Her mother may have been pretty once, but not enough to mean much in a town like theirs, you had to be stunning to stand out there, to mean something.  From a young age she had been drawn to religion, to the perfect answers of the church, the lack of doubt and questions that came along with it.  Her very first Bible was a small pink covered book given to her when she was five years old and it was the first thing she learned to read.  She showed it to her daughter Simone once, this book her treasure and her light and her anchor, but Simone looked at it like it was just another inanimate object; stranger still this child looked at almost everything that way: dolls, jewelry, even little baby animals that no other girl could resist cuddling.

Simone’s mother lived for her Tuesday and Friday night Bible study groups.  She brought her children with her on occasion and it was at one of these serious spiritual gatherings that the twelve year old Simone was shown the way.  They were reading James and all became focused on Chapter 4, Verse 7:  Submit yourselves therefore to God.  Resist the devil, and he will flee from you.   As the others attempted to find deep meaning in these words and the ones surrounding them, raven haired Simone went deep inside herself and began to think very clearly.  And the conclusion that she drew was this:  But what if you did not resist?  What if you did not cause the devil to flee and instead…embraced him?

This not being the first time that Simone had considered the devil; growing up with a righteous mother like her own she had been told of the devil for as long as she could recall.  God was the star of the show but the devil was always there, in the details as they say.  Simone’s ears perked up when Lucifer made his appearances at Bible study discussions, the group usually getting more animated and louder than usual.  She drew from this that Satan was the most powerful, the most exciting, the enchantment that the goodness of God did not promise to her.  She sought out books in the public library that dealt with this character outside of the Bible.  From what she gathered, witches were known to fornicate with the devil.  He came in many different forms.  He was once an angel, cast out when he went against the rules of heaven.  Now his wings were black but he was still an angel, now of death.  Simone found herself thinking of this entity as she matured, as her friends lusted after the latest teen heartthrobs she had another in mind.  And she knew that one day she would find a way to be with him.

And when the model scout approached her in the mall years later, promising a door that would open into the big wide world, Simone began to suspect that the devil may have had a hand in it.

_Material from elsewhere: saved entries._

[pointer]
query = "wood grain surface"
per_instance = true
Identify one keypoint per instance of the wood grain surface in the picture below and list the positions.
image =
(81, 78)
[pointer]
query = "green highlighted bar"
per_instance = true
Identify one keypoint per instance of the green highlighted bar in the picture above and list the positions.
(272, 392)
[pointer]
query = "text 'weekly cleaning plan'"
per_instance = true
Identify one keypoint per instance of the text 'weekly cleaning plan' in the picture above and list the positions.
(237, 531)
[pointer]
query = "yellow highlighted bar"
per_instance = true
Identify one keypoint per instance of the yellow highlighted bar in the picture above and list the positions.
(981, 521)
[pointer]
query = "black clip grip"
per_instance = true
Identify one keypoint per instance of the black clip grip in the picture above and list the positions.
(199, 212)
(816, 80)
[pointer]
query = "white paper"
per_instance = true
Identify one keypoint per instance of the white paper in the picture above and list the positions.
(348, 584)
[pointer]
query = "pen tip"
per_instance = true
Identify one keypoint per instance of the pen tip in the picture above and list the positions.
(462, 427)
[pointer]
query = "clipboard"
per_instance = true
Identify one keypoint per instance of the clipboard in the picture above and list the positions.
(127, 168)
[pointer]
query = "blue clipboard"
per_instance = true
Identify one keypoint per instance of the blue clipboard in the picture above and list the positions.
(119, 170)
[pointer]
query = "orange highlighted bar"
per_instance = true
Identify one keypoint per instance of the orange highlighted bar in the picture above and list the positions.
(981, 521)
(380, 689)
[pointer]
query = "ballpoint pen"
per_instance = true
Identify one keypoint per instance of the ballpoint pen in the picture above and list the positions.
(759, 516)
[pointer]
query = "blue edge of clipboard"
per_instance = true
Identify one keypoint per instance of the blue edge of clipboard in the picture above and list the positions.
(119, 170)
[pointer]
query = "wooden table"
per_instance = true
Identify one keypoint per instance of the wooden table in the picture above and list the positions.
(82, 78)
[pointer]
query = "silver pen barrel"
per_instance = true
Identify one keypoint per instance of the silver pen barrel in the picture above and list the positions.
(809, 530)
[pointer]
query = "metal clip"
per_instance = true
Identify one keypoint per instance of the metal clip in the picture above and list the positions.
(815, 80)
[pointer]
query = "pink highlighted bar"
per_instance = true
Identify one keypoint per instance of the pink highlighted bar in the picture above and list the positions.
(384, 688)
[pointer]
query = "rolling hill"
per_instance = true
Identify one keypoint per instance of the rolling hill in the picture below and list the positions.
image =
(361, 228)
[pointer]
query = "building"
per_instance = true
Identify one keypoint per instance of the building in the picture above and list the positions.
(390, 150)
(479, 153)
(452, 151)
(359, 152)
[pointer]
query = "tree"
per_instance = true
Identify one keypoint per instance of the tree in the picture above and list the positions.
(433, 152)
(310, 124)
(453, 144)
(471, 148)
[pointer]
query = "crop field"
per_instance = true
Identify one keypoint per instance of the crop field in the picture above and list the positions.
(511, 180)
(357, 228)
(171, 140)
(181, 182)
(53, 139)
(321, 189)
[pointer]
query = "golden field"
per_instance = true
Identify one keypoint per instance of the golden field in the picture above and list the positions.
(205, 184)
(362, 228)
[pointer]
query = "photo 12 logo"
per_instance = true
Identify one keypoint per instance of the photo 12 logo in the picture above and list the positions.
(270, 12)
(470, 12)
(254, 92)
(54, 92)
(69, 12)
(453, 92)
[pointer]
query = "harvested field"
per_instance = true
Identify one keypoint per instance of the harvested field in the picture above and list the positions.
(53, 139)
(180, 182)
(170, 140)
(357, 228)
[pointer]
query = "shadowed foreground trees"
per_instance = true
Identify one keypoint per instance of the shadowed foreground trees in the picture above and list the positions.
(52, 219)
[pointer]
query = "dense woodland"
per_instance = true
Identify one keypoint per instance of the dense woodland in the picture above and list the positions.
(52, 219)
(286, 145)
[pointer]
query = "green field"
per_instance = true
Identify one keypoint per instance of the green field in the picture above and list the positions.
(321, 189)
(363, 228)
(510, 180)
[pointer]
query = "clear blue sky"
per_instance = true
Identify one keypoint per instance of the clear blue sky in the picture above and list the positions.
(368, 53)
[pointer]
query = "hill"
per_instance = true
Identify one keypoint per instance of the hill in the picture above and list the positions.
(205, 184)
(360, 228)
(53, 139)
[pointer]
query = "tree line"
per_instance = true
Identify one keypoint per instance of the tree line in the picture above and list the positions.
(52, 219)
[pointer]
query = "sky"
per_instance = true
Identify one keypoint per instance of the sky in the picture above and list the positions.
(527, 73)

She had gone to jobs in Africa before, she had flown first class before, she had even sat beside impressive and attractive men on flights like this, before.  Sometimes they interested her but usually they did not.  But it seemed that from the moment the plane took off that she could feel the energy coming from the dark man beside her.  And he simply stared at her, made no pretense of being casual.  She was used to being stared at but certainly not in first class.  It occurred to her that he might be insane.  But those things never deterred her before, what was this apprehension she was experiencing?  This tremor in her chest, her hair standing on end.  Never before…but then she knew.

It’s you, she said at once, finally turning to meet his gaze.

And it’s you, he laughed.  For a moment she felt she had made a mistake, felt her face crumble a bit.  My name is Ayal and I am originally from Israel, he said, smiling.

I’m Simone, I’m from nowhere.  Still unsure, she made conversation: What takes you to Africa?

I do a lot of business there.  And you?

The same.  I’m a model.  It’s very…vogue…there right now.  I’m told. 

So it is.  Very.

The flight attendant refilled their champagne glasses.  She offered them amenities to make the flight as comfortable as possible, then politely moved on to the next row of passengers.  Simone looked out the window as the plane rose higher and higher above the beautiful endless clouds.  How close are we to heaven? she said.

The farthest you can get, he replied.

She brought her pale eyes level with his black ones.  I never broke a single heart, she said.

I know, he said, and when he touched her arm it was as if she were freezing and melting at the same time.  And you never will.